Dvir’s purposefulness also came to light during his military service. Inducted into the Air Force to perform a duty he disliked, he devoted months to persuading his superiors that he would be better utilized in a different capacity. His persistence paid off.
After their discharge, he and a friend created a company that failed after two years of hard work. Rather than let this discourage him, however, he sat down to consider his next step.
This would take the form of working for MDG Medical, a US-based company that works to prevent rampant errors in medication distribution in healthcare facilities. Dvir’s computer-programming expertise was a perfect match for development of MDG technology.
As rewarding as this job was for him, however, Dvir still considered it “employment rather than ownership.” When he hit the five-year mark, he decided it was time to move on.

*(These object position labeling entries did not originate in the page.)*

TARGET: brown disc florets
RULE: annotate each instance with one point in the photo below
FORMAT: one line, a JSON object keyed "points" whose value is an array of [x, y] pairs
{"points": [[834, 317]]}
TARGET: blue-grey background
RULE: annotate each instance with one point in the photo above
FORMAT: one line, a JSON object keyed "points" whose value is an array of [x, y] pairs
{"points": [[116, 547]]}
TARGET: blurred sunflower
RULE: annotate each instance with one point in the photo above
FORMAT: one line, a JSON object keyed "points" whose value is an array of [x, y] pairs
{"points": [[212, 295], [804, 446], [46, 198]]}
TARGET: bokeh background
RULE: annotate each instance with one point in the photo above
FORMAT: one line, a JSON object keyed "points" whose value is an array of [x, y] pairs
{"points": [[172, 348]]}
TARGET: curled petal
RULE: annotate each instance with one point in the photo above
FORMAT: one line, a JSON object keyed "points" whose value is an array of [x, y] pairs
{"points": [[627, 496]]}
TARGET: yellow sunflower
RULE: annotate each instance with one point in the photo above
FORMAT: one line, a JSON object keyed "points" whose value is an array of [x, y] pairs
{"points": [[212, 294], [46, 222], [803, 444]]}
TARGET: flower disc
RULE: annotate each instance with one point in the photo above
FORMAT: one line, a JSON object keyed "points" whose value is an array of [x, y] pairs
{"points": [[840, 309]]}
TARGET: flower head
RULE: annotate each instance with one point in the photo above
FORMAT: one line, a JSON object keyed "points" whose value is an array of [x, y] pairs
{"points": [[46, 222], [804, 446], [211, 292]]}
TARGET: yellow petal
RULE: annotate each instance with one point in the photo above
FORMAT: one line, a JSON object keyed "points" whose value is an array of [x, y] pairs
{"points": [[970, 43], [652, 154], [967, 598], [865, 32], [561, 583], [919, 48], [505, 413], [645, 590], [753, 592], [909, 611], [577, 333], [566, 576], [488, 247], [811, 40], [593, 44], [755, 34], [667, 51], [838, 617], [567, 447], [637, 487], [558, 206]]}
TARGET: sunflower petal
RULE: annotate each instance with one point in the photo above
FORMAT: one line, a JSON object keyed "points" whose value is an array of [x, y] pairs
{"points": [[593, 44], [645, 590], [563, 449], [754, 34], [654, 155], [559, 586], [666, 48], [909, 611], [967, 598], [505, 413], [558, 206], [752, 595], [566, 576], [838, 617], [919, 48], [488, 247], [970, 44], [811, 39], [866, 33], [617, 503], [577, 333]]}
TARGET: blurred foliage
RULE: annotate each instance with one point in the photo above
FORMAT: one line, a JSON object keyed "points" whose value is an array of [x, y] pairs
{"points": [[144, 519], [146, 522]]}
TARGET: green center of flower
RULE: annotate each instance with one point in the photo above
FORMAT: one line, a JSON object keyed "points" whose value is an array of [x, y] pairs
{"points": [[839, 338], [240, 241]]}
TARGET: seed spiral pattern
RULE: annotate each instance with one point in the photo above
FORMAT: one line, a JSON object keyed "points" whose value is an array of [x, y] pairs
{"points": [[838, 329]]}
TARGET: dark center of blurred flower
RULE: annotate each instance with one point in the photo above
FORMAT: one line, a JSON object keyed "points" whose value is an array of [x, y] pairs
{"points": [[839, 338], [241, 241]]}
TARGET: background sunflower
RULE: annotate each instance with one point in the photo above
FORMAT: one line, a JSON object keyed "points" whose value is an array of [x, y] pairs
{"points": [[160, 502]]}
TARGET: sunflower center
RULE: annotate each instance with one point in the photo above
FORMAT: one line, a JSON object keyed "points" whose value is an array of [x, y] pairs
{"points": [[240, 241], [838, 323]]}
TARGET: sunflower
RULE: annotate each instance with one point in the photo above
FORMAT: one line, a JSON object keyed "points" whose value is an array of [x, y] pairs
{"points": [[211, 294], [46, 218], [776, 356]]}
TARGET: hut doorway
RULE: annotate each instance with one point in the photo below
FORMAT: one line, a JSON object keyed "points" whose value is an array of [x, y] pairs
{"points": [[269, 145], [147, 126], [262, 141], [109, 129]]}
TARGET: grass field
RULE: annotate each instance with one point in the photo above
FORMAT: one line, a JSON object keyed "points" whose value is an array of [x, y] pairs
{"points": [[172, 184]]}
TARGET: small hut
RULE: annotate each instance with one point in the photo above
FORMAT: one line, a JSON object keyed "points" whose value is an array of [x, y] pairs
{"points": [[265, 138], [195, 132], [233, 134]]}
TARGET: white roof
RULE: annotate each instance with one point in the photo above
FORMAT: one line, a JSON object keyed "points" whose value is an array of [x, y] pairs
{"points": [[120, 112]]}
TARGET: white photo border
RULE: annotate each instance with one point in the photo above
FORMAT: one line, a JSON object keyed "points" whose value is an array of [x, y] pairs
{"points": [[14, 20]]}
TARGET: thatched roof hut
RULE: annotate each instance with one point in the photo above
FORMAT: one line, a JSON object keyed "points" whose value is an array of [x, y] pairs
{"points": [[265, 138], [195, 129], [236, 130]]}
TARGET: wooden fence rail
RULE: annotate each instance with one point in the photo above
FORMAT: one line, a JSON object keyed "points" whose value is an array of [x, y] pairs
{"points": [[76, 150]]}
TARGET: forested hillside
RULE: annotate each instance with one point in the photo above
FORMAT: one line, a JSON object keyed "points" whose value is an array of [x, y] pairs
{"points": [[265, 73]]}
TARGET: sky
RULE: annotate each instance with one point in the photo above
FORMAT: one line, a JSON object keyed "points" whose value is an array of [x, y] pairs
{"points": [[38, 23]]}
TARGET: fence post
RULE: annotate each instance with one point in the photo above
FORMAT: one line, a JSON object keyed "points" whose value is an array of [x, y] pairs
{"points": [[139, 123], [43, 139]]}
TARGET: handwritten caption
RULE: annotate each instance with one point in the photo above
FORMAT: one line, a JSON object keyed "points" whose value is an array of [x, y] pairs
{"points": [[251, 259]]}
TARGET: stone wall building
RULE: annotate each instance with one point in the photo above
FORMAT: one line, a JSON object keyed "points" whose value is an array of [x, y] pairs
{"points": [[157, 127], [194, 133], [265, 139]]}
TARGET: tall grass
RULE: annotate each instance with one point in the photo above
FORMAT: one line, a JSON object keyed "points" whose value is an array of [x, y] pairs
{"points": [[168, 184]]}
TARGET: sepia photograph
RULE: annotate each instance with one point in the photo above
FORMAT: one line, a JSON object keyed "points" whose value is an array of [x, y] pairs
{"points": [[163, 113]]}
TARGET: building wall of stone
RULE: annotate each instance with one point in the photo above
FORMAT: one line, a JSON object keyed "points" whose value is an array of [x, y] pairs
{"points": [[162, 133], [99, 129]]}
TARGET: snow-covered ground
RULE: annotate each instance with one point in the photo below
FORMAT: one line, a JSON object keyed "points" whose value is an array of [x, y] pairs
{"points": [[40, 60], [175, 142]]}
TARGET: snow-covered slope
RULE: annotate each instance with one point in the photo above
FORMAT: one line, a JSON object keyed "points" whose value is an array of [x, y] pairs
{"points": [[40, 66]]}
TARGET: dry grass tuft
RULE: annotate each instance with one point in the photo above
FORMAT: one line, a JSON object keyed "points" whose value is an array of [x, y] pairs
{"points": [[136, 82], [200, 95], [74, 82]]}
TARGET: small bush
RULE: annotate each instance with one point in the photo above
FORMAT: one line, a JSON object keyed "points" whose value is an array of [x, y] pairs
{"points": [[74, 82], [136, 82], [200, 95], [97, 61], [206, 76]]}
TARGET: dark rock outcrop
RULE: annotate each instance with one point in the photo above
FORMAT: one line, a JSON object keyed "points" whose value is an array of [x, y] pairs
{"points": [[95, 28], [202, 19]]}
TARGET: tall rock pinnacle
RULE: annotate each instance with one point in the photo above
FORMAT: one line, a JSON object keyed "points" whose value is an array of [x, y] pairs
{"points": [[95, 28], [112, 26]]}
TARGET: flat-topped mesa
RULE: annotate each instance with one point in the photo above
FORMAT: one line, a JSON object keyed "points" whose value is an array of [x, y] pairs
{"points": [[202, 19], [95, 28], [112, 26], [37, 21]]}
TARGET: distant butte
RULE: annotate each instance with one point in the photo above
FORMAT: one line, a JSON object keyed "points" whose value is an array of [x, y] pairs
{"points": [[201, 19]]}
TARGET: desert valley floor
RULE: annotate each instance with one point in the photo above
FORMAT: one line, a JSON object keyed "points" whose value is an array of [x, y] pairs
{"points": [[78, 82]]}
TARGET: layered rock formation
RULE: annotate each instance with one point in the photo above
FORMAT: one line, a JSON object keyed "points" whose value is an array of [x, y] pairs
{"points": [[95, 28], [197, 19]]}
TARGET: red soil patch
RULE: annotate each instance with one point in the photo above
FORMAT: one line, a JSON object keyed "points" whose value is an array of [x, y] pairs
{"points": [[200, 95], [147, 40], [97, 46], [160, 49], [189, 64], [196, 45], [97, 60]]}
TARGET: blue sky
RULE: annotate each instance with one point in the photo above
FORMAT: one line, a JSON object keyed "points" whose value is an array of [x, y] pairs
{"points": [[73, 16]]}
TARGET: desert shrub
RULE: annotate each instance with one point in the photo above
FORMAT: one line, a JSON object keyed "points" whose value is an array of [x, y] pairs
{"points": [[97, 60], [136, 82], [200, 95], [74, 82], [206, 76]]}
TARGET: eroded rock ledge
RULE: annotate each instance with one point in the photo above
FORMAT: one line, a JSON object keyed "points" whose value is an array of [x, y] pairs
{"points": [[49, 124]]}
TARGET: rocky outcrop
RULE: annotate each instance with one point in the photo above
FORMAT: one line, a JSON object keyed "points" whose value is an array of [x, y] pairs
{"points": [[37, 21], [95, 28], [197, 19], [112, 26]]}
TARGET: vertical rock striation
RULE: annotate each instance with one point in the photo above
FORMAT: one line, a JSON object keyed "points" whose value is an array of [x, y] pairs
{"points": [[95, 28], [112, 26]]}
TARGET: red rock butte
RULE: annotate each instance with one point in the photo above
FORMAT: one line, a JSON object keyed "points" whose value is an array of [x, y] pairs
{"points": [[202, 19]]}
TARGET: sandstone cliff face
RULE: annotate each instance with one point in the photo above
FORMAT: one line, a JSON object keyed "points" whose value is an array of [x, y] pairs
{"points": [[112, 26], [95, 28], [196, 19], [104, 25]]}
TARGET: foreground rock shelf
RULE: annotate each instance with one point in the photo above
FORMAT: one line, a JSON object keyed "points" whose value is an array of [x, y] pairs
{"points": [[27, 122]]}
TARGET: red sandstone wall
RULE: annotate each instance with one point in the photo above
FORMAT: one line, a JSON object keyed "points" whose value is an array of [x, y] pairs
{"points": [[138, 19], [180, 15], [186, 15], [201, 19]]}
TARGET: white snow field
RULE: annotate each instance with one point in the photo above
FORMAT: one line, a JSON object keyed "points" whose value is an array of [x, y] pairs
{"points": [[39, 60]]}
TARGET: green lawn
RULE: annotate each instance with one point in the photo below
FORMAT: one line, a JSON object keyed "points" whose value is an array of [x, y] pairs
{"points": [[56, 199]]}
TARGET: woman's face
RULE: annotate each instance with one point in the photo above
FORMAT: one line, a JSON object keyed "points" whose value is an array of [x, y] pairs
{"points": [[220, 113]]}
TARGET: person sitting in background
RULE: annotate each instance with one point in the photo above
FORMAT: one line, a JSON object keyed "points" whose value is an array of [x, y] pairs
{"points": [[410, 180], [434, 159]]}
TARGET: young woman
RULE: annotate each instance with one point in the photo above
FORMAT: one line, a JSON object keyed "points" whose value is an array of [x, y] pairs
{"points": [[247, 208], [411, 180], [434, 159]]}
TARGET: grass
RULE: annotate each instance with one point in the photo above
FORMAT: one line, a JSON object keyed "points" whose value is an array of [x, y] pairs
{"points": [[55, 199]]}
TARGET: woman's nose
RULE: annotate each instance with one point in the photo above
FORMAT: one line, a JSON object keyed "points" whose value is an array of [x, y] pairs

What ensued was his collaboration with Ishay Green (co-founder of software security startup Onigma, acquired in 2006 by McAfee) to create Soluto.
The list of investors in Israel and abroad is impressive: Index Ventures, Bessemer Venture Partners, Giza Venture Capital, Proxima Investments, Innovation Endeavors, CrunchFund, Initial Capital and angel investors Nadav Zohar of Impact Equity, Chris Dixon of Hunch.com, former Microsoft VP Yuval Neeman, MIT Enterprise Forum of Israel Executive Director Ayla Matalon, and Lior Golan of Cyota.
That Soluto won the 2010 TechCrunch Disrupt Award was affirmation to his backers that Soluto was on the right track. Today, while the program is free for individual users, companies can now purchase it for their networks.
Dvir’s story of success continues to unfold along with the décor of his office. What can the many startup wannabes out there learn from his experience?
“It’s a long list,” Dvir says, shrugging helplessly at the prospect of having to sum it up succinctly. “But my advice is: Be persistent – a bulldozer; learn to listen to others, but don’t get discouraged by the false assumption that they always know better than you; surround yourself with fun people with whom you enjoy collaborating; and always remember that this is a rollercoaster – you can be alternately depressed and elated several times in a single day.”
Like Dvir’s first pets, such is the nature of the beast.